加藤 本校にも行事の際に、卒業生がよく訪ねてきてくれます。彼らと話すと、やっぱり授業の話はほとんど覚えてない(笑)。残っているのは雑談なんです。武蔵に名物教師がいまして、世界史の先生だったんですけど、2学期始まって最初の授業に、先生が来ないんです。雑談どころか、来ない。次の授業には無事に来て、聞いたらその先生は中国を漫遊して歩いていて、帰ってこれなくなっちゃったんだそうです。たぶん確信犯じゃないかな、と思うんですけど……。前回授業を空けてしまった代わり今日は中国の話をしてやる!と言って、その回の授業も雑談で終わりました(笑)。でも生徒たちは、先生が持ち帰った生きた経験談に感銘を受けた、かっこよかった、と言うんです。グローバルな教育が求められている中、我々もいろんなプログラムを提示したいんですけど、我々自身が経験したことのないことはなかなか伝えられない。「自ら考え、世界に雄飛する」などと武蔵の三理想にある通り、まず我々自身がグローバルでなければいけない。と言いながら、私自身なかなかそうあちらこちら出歩いているわけにもいかないわけですが。でもそれは我々教師の伝統として残っているかなと思います。

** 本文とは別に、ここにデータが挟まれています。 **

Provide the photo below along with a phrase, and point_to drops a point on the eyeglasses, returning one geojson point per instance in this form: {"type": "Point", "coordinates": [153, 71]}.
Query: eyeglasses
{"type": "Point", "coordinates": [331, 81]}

荒久保 生涯にわたって付き合う本当の友達ができると思います。社会人になると親友ってつくるのが難しいと思います。同じような環境で育った同じ年齢の子が、クラスに集まっているわけなので、本当に仲のいい友達ができて、芝学園の6年間が楽しかったと言って卒業していきます。彼らは卒業して社会人になって、学園祭とかによく来てくれるんですが、その時に近況を話してくれます。面白いことに、彼らは結婚して子どもができると、芝学園に入れたがるんです。そしてまたその子が大きくなって、なんと親子4代が芝に通っている。これを「芝漬け」って言うそうですけど(笑)。そして飼ってる犬もシバ犬だそうです。そんな芝ファミリーがいらして、芝温泉てよく言われるんです。校風が穏やかで楽しい6年間であったことを表しているのではないかと思っています。

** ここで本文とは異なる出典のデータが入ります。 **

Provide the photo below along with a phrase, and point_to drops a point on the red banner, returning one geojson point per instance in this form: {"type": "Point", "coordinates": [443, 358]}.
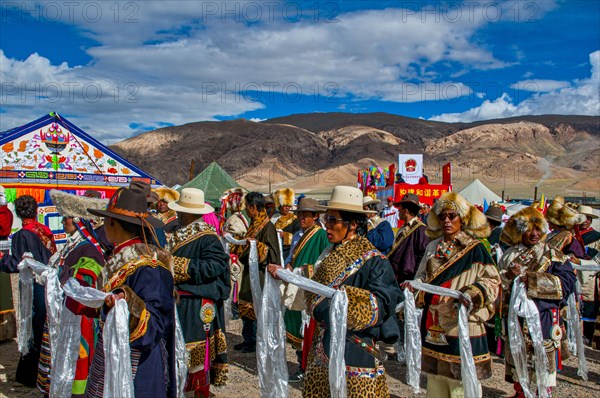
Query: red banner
{"type": "Point", "coordinates": [427, 192]}
{"type": "Point", "coordinates": [447, 174]}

武藤 ここでさらにハードルを上げて、今日お集まりの先生方に、先生方がお考えになる各校の想い、これを未来の生徒さんに向けて激励を込めて発信していただければと思います。

荒久保 2020年の大学入試改革をはじめ、教育が大きく変わる時だと思います。これからは個を大切にする教育。たとえばノルウェーだと、入学するのが平均30歳だったりします。社会に出て働いて、将来やっていくことを見つけて、そしてその学問をあらためてやるので。そういったフレキシブルな社会ですが、日本はどうしても画一的なところが残っている。これからはみんな一人一人違うので、一人一人の個性を大事にした教育をしてほしいと思っています。

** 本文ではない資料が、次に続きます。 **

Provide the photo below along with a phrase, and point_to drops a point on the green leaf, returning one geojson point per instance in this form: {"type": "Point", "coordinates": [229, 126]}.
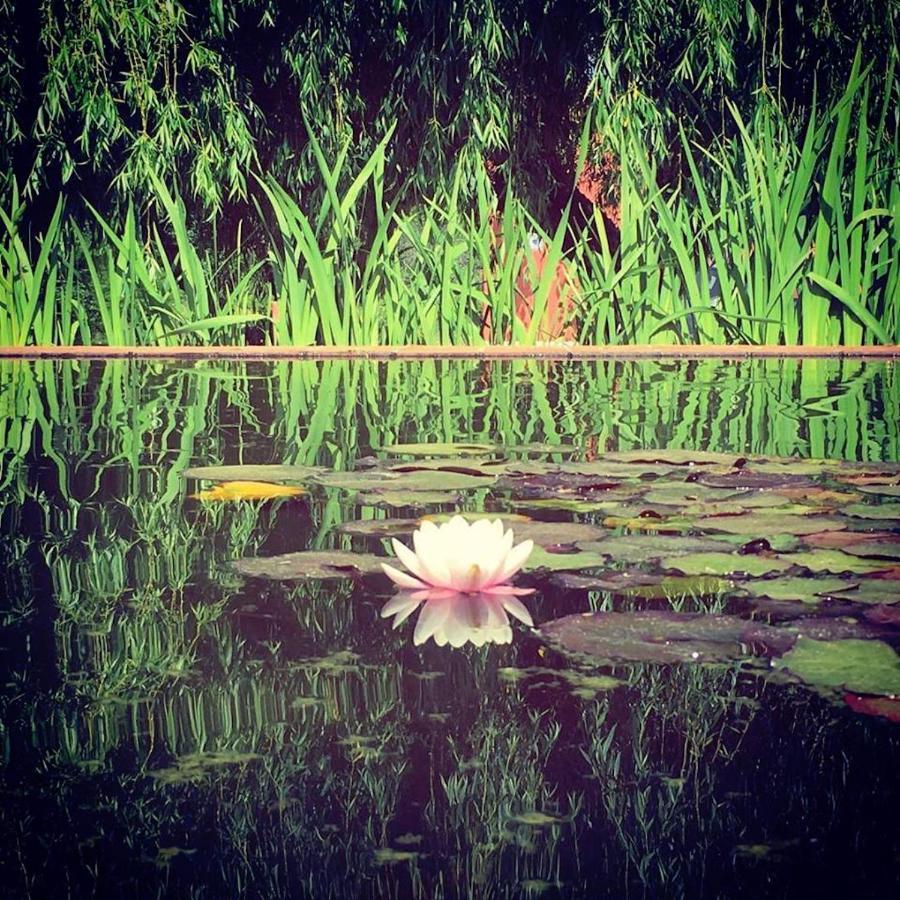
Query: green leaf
{"type": "Point", "coordinates": [869, 667]}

河村 中学に入学した時点で「中学高校でこんな勉強をし、大学で何々を修めてこんな大人になりたいんだ」という思いのある子はまあいないし、あったところで数年でそんなもの変わっちゃうことはよくありますので、そういう明確な志望はあまり必要ありません。それよりも、ともかく自分の未来に期待を込めた、それこそワクワクする状態で入学してきてほしい。自分は何に関心があり、何に興味を抱くのか、ということを意識する日々を6年間過ごしてもらいたい。そういう意味ではいろんな勉強ができる準備ができています。設備といい人間といい環境といい、どんなところにも負けないものを用意しているつもりではおりますので、「何かができる」という期待を込めて、桐朋に足を踏み入れてもらえればいいかな、ぐらいにまとめておきましょう。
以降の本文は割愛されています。